CAPTAIN CHARLES POLK'S "MUSTER ROLL"

Among the interesting Revolutionary records of Mecklenburg County, which have been preserved, is the "Muster Roll" of Captain Charles Polk's Company of "Light Horse," with the time of service and pay of each member thereof, as follows:

"Dr. The Public of North Carolina,

"To Captain Charles Polk, for services done by him and his Company of Light Horse, who entered on the 12th of March, 1776.

"Captain, Charles Polk.
1st Lieut, William Ramsey.
2nd Lieut., John Lemmond.
1st Sergt, John Montgomery
2nd Sergt., William Galbraith (erased).
Drummer, Hugh Lindsay.
John Smith.
John Polk, Sen. (erased).
John Wylie.
John Findley.
John Galbraith.
James Hall.
John Stansill.
William (illegible).
John Miller.
Humphrey Hunter.
Henry Carter.
James Maxwell.
John Maxwell.
Robert Galbraith.
John McCandlis.
Nicholas Siler.
Samuel Linton.
Thomas Shelby.
James Alexander.
Robert Harris, Jun.
John Foard.
Jonathan Buckaloe.
Charles Alexander, Sen.
Henry Powell.
William Rea.
Samuel Hughes.
Charles Alexander, Jun.
William Shields.
Charles Polk, Jun.
John Purser.
William Lemmond, Clerk to the said company, and Shurgeon to ye same.

Remarks

The whole expense of Captain Polk's company in this campaign for sixty-five days, including the hire of three wagons at 16shillings each per day, and two thousand and five rations, at 8d.each, amounted to PDS683 9shilling 8d. The account was proven, according to law, before Colonel Adam Alexander, one of the county's magistrates, and audited and countersigned by Ephraim Alexander, George Mitchell, and James Jack, the bearer of the Mecklenburg Declaration to Congress. The pay of a Captain was then 10s. per day; of a 1st and 2nd Lieutenant, 7s. each; of a First Sergeant, 6s. 6d.; of a 2nd Sergeant, 5s. 6d.; of the Clerk and "Shurgeon," 6s. 6d.; and of each private, 5s.

James Hall, one of the privates in this expedition, afterward became a distinguished Presbyterian minister of the gospel and was elected on two occasions by his own congregation, in pressing emergencies, to the captaincy of a company, and acted as chaplain of the forces with which he was associated. The late Rev. John Robinson, of Poplar Tent Church, in Cabarrus County, in speaking of him, said, "When a boy at school in Charlotte (Queen's Museum), I saw James Hall pass through the town, with his three-cornered hat, the captain of a company and chaplain of the regiment. In Captain Polk's manuscript journal of his march, under Gen. Rutherford, through the mountains of North Carolina, then the unconquered haunts of wild beasts and savage Indians, he says: "On September 15th, 1776, Mr. Hall preached a sermon," prompted, as it appears, by the death of one of Captain Irwin's men on the day before.
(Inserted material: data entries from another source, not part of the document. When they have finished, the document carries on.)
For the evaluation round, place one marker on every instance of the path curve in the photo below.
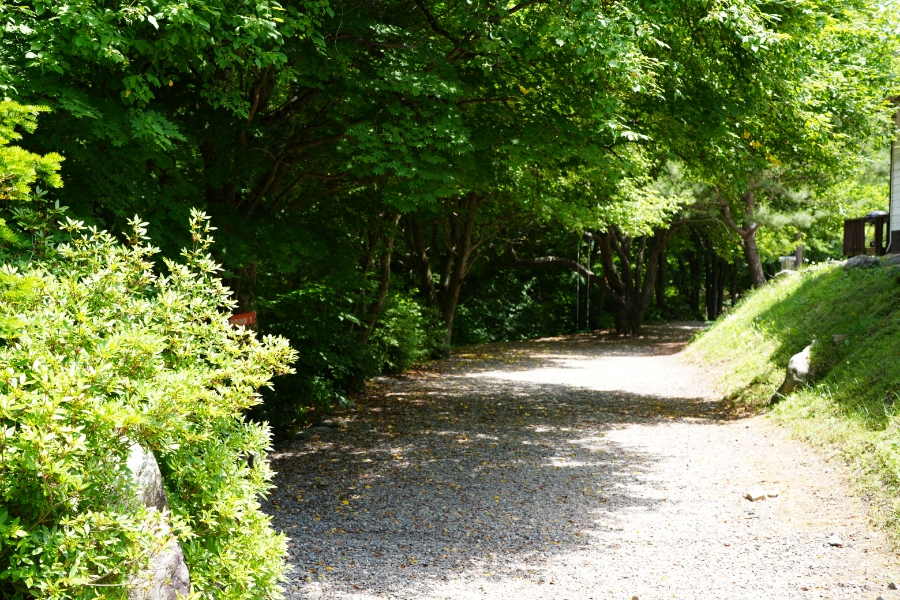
(572, 468)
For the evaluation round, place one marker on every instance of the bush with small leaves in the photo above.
(99, 351)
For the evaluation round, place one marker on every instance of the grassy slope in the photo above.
(853, 407)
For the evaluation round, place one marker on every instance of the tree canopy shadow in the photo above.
(447, 475)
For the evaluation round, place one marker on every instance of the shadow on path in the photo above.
(478, 469)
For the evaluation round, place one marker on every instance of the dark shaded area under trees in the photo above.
(391, 178)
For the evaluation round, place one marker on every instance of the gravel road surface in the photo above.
(584, 467)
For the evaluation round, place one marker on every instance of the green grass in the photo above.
(851, 406)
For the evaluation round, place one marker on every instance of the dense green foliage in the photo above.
(98, 351)
(851, 406)
(381, 175)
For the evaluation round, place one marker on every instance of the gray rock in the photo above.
(166, 579)
(798, 373)
(167, 574)
(861, 261)
(145, 471)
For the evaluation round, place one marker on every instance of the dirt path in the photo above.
(578, 468)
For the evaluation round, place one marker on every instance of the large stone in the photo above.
(798, 373)
(786, 274)
(145, 471)
(166, 579)
(861, 261)
(167, 576)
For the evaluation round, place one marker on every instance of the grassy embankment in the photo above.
(852, 408)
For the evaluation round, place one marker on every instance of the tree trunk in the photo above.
(376, 307)
(455, 240)
(631, 285)
(733, 291)
(720, 285)
(661, 282)
(751, 255)
(694, 266)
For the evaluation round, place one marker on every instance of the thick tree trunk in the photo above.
(454, 242)
(661, 283)
(751, 255)
(631, 285)
(694, 266)
(720, 285)
(376, 307)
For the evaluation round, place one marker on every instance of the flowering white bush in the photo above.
(98, 351)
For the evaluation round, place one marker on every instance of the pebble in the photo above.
(553, 469)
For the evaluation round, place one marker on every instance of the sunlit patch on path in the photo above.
(574, 468)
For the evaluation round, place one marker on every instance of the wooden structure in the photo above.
(855, 234)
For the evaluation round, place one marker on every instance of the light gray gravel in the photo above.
(576, 468)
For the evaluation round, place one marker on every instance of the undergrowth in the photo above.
(850, 407)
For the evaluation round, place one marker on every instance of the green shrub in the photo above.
(407, 333)
(851, 407)
(97, 352)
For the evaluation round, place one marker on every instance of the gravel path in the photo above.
(574, 468)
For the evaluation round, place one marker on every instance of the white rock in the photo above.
(167, 575)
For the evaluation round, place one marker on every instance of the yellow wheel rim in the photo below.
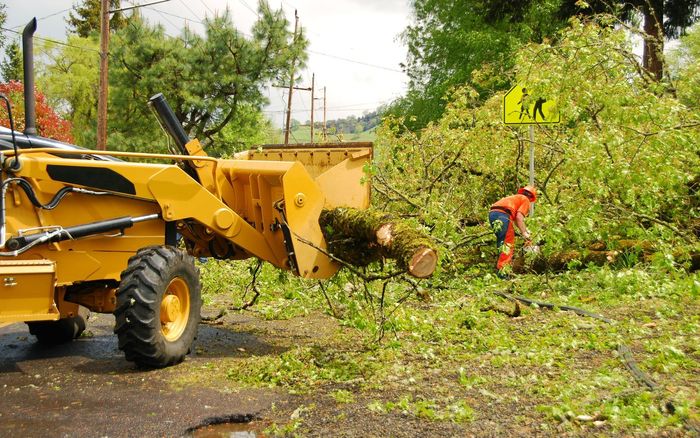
(175, 309)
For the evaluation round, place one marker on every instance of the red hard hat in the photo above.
(529, 190)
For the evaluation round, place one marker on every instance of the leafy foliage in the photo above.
(686, 65)
(84, 19)
(619, 165)
(48, 122)
(11, 66)
(210, 81)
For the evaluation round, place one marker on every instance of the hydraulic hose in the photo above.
(623, 351)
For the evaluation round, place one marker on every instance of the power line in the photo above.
(208, 8)
(45, 17)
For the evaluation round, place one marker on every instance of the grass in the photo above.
(457, 358)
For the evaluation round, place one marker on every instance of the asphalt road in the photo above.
(87, 389)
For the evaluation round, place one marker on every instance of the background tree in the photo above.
(68, 75)
(11, 67)
(84, 18)
(3, 18)
(661, 19)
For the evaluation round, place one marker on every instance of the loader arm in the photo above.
(242, 207)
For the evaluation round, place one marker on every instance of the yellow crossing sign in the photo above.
(523, 107)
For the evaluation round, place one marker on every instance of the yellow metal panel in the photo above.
(181, 200)
(303, 202)
(27, 291)
(346, 184)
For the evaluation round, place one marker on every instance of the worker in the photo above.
(501, 217)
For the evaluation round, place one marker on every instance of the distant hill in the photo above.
(352, 128)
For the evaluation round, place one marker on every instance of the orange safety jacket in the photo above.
(511, 205)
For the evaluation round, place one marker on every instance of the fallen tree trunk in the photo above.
(360, 237)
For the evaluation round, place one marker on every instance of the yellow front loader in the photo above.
(87, 229)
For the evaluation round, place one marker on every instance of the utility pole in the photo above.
(291, 83)
(313, 76)
(103, 92)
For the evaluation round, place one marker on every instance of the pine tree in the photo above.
(661, 19)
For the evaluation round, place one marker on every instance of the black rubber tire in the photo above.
(138, 314)
(61, 331)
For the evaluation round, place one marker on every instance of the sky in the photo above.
(354, 46)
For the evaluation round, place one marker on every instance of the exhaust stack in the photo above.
(28, 63)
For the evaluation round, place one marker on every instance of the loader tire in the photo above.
(61, 331)
(158, 305)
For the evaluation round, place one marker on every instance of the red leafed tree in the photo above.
(48, 123)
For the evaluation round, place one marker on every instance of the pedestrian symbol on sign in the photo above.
(523, 107)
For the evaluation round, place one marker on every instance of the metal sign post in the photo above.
(532, 165)
(523, 107)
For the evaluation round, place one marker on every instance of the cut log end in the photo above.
(385, 235)
(423, 263)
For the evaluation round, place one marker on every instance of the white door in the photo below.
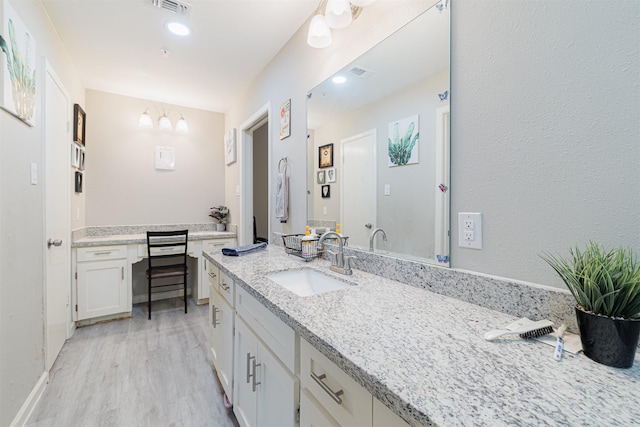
(357, 191)
(58, 256)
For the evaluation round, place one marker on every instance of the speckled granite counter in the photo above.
(123, 235)
(423, 355)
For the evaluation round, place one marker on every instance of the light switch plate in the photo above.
(470, 230)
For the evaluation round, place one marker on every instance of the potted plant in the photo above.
(221, 215)
(606, 286)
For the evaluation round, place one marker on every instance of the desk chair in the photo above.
(167, 258)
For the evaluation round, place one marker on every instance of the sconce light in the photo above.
(338, 14)
(164, 123)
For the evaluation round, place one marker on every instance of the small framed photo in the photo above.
(325, 156)
(285, 119)
(326, 191)
(78, 182)
(79, 124)
(331, 175)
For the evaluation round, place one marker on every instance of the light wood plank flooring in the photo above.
(136, 372)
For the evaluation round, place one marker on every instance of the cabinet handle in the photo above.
(335, 395)
(254, 383)
(214, 317)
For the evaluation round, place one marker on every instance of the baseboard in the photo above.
(29, 405)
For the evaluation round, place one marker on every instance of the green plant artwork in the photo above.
(403, 150)
(21, 100)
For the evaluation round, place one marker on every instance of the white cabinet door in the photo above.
(265, 392)
(245, 399)
(102, 288)
(312, 414)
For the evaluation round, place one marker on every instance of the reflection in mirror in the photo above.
(387, 125)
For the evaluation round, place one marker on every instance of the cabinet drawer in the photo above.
(277, 335)
(102, 252)
(347, 401)
(142, 250)
(227, 288)
(216, 245)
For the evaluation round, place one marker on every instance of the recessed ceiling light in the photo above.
(178, 28)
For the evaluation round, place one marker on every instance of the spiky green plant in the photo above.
(23, 80)
(400, 148)
(603, 282)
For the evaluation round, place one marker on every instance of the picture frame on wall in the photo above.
(325, 156)
(78, 182)
(79, 124)
(285, 119)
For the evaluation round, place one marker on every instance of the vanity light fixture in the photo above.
(338, 14)
(178, 28)
(164, 122)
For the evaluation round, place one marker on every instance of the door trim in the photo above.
(245, 226)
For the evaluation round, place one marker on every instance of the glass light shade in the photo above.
(145, 121)
(182, 125)
(319, 33)
(362, 3)
(164, 123)
(338, 14)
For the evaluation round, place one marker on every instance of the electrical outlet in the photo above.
(470, 230)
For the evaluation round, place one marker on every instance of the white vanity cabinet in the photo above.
(102, 285)
(211, 246)
(221, 319)
(266, 391)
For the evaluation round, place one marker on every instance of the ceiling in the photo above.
(117, 46)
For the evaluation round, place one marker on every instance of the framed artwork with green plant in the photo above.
(404, 141)
(17, 67)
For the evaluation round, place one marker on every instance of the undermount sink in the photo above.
(306, 281)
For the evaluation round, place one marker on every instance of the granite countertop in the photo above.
(424, 356)
(124, 239)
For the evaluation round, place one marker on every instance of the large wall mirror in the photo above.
(378, 144)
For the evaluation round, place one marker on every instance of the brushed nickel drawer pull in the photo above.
(335, 395)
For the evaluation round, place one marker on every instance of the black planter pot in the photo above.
(607, 340)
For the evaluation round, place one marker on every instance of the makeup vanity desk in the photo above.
(102, 260)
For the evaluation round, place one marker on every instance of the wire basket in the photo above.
(307, 249)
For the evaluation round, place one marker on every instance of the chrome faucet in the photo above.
(339, 263)
(373, 235)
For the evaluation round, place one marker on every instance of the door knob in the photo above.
(56, 242)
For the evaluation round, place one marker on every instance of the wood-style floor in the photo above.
(136, 372)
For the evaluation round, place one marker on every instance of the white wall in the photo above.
(544, 110)
(121, 183)
(21, 224)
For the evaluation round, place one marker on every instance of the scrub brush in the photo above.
(524, 327)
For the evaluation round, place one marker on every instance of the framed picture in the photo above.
(285, 119)
(326, 191)
(325, 156)
(78, 182)
(18, 65)
(75, 156)
(79, 124)
(331, 175)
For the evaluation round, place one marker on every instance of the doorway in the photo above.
(255, 176)
(357, 193)
(57, 165)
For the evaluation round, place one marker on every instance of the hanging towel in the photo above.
(243, 250)
(282, 197)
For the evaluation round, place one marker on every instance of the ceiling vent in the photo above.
(361, 72)
(174, 6)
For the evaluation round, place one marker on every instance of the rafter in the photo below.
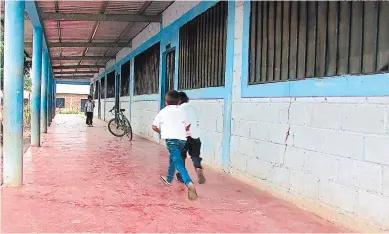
(78, 66)
(101, 17)
(83, 44)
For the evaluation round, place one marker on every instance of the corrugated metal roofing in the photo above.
(91, 31)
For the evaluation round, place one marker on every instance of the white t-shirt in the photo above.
(191, 114)
(171, 121)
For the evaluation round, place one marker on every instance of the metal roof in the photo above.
(90, 33)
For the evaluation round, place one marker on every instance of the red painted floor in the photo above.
(85, 180)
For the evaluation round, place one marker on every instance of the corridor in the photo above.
(85, 180)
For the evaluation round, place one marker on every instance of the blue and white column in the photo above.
(13, 93)
(45, 75)
(36, 87)
(49, 98)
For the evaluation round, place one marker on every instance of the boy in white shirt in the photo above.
(193, 143)
(171, 122)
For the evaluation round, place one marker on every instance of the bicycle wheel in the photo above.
(116, 129)
(129, 129)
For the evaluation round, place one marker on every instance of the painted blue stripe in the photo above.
(148, 97)
(227, 115)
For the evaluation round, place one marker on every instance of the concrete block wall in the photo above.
(109, 104)
(330, 151)
(125, 104)
(142, 117)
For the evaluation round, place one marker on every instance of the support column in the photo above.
(49, 98)
(45, 71)
(36, 87)
(13, 93)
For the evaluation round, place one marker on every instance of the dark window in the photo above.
(146, 73)
(297, 40)
(82, 107)
(102, 88)
(202, 60)
(97, 90)
(111, 85)
(125, 79)
(170, 69)
(60, 103)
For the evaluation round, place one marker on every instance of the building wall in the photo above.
(72, 101)
(326, 152)
(331, 151)
(142, 116)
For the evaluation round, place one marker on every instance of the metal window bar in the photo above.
(203, 49)
(170, 68)
(60, 103)
(298, 40)
(146, 71)
(97, 90)
(125, 79)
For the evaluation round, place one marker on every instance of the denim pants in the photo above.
(174, 147)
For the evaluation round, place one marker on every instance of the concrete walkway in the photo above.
(85, 180)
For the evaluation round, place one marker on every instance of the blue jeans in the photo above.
(174, 147)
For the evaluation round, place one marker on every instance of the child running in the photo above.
(89, 106)
(193, 143)
(171, 122)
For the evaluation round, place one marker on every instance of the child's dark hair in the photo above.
(183, 97)
(172, 97)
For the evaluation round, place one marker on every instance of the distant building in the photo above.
(72, 96)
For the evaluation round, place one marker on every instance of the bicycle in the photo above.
(121, 123)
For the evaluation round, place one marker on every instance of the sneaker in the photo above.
(179, 178)
(192, 195)
(200, 175)
(164, 180)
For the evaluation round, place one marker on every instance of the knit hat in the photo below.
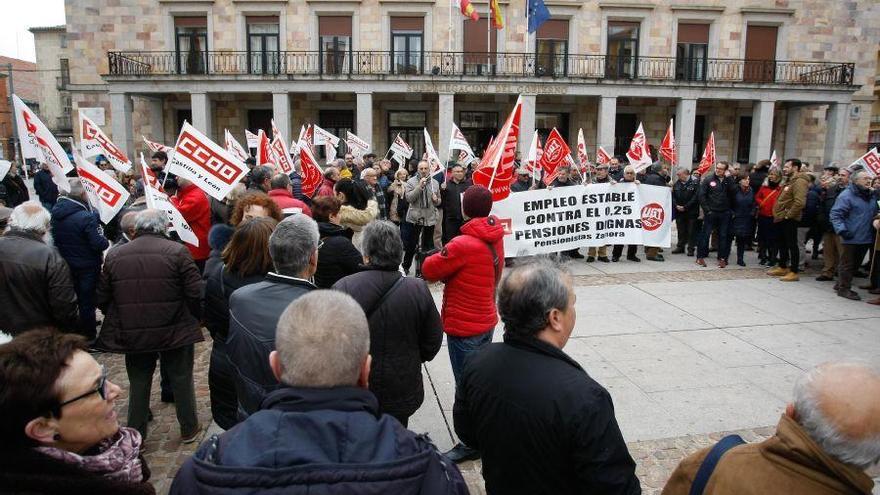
(476, 202)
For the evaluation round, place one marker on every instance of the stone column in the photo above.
(364, 125)
(607, 121)
(835, 133)
(526, 124)
(281, 114)
(200, 104)
(447, 118)
(762, 130)
(685, 116)
(792, 129)
(157, 119)
(120, 112)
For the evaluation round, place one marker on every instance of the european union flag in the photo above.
(538, 14)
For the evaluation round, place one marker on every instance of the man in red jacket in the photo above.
(470, 265)
(196, 210)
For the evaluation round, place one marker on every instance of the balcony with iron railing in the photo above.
(460, 65)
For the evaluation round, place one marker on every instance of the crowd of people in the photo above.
(318, 336)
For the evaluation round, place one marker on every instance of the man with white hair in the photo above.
(254, 309)
(321, 429)
(80, 239)
(827, 438)
(35, 285)
(151, 294)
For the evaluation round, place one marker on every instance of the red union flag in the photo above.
(94, 142)
(495, 171)
(105, 194)
(708, 160)
(602, 156)
(279, 151)
(38, 143)
(871, 162)
(555, 152)
(309, 170)
(667, 147)
(205, 163)
(638, 154)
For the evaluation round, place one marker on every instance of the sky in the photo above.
(19, 15)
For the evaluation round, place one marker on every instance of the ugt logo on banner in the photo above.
(652, 216)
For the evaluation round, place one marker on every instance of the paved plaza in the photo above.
(687, 353)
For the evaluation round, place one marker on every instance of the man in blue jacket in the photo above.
(851, 217)
(81, 242)
(320, 431)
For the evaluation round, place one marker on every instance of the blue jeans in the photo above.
(712, 220)
(460, 349)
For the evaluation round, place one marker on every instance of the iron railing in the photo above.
(460, 64)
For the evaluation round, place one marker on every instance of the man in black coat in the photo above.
(80, 240)
(254, 309)
(45, 187)
(686, 199)
(35, 285)
(450, 201)
(541, 423)
(320, 431)
(717, 195)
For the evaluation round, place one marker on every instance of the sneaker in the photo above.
(849, 294)
(778, 271)
(462, 453)
(191, 437)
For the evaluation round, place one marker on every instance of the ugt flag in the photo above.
(205, 163)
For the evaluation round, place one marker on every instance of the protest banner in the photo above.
(105, 193)
(94, 142)
(548, 221)
(870, 161)
(202, 161)
(157, 199)
(38, 143)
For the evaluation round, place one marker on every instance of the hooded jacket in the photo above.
(77, 234)
(35, 285)
(196, 210)
(788, 462)
(337, 257)
(405, 331)
(852, 215)
(792, 199)
(470, 271)
(154, 272)
(318, 441)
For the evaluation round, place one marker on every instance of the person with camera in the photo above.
(423, 195)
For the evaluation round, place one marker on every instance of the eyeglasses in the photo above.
(101, 390)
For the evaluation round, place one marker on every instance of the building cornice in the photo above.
(626, 5)
(697, 8)
(766, 10)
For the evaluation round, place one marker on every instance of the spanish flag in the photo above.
(497, 18)
(467, 9)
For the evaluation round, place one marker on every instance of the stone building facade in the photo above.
(792, 76)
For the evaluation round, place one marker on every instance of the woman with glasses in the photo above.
(59, 429)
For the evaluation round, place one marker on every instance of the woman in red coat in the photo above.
(470, 265)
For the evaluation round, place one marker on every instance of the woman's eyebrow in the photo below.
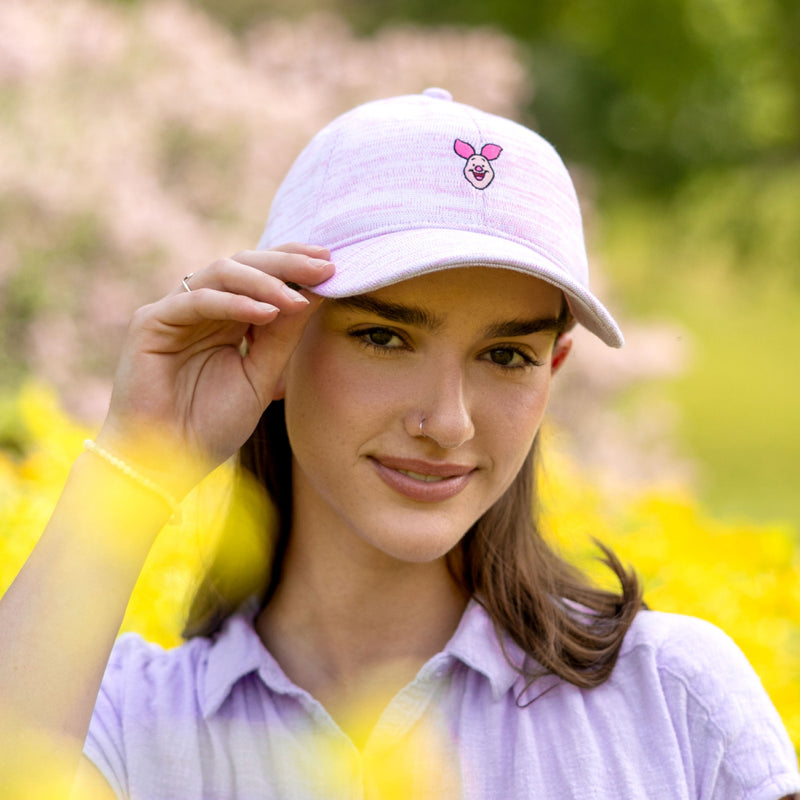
(523, 327)
(396, 312)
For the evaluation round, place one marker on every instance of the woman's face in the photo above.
(469, 351)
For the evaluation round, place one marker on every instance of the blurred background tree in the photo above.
(686, 116)
(141, 139)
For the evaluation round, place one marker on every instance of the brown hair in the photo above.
(548, 607)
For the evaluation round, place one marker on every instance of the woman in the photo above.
(416, 637)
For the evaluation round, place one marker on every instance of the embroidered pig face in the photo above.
(478, 171)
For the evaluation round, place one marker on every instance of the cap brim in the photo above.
(393, 257)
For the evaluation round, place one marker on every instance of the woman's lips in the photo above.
(426, 481)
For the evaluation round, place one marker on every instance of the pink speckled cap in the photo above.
(401, 187)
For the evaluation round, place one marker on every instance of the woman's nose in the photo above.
(441, 411)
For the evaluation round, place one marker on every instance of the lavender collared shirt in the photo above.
(682, 716)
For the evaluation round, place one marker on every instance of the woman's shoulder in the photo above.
(696, 667)
(688, 648)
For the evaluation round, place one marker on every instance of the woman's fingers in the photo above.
(259, 273)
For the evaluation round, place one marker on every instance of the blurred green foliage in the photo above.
(687, 115)
(644, 91)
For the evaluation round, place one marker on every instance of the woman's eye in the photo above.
(510, 357)
(380, 338)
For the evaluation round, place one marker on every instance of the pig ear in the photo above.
(491, 151)
(463, 149)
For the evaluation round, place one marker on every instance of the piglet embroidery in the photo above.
(478, 171)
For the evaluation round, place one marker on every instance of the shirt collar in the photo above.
(237, 651)
(479, 645)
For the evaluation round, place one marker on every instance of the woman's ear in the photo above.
(279, 392)
(560, 352)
This was probably the first sermon ever heard in these secluded mountainous valleys, now busy with the hum of civilized life. (See sketch of his services under "Iredell County.") Humphrey Hunter, first a private and afterward lieutenant in Captain Robert Mebanes company in this expedition, also became an eminent minister of the gospel, and presided at the semi-centennial celebration of the Mecklenburg Declaration of Independence, on the 20th of May, 1825. (See sketch of his services under Gaston County.)

William Shields was the gallant soldier of General Sumter's command, who discovered a bag of gold in the camp of the routed enemy after the battle of Hanging Rock. Not less generous than brave, steady on the march, and true on the field, he voluntarily carried the gold to his commanding general and requested him to use it in the purchase of clothing and shoes for his ragged and suffering fellow soldiers. It is needless to say that this brave and meritorious officer faithfully applied it according to the request of the honest and generous soldier.

Thomas Shelby, a relative of Colonel Isaac Shelby, of King's Mountain fame, James Alexander, Charles Polk, Jun., Robert Harris, William Ramsey, John Foard (one of the Mecklenburg signers), John Lemmond, John Montgomery, William Rea, and others on the list, will awaken in the minds of their descendants emotions of veneration for their patriotic ancestors, who, one hundred years ago, at the very dawn of the Revolution, and before a hesitating Congress, proclaimed our National declaration, pledged their lives, fortunes and sacred honor in the cause of American freedom.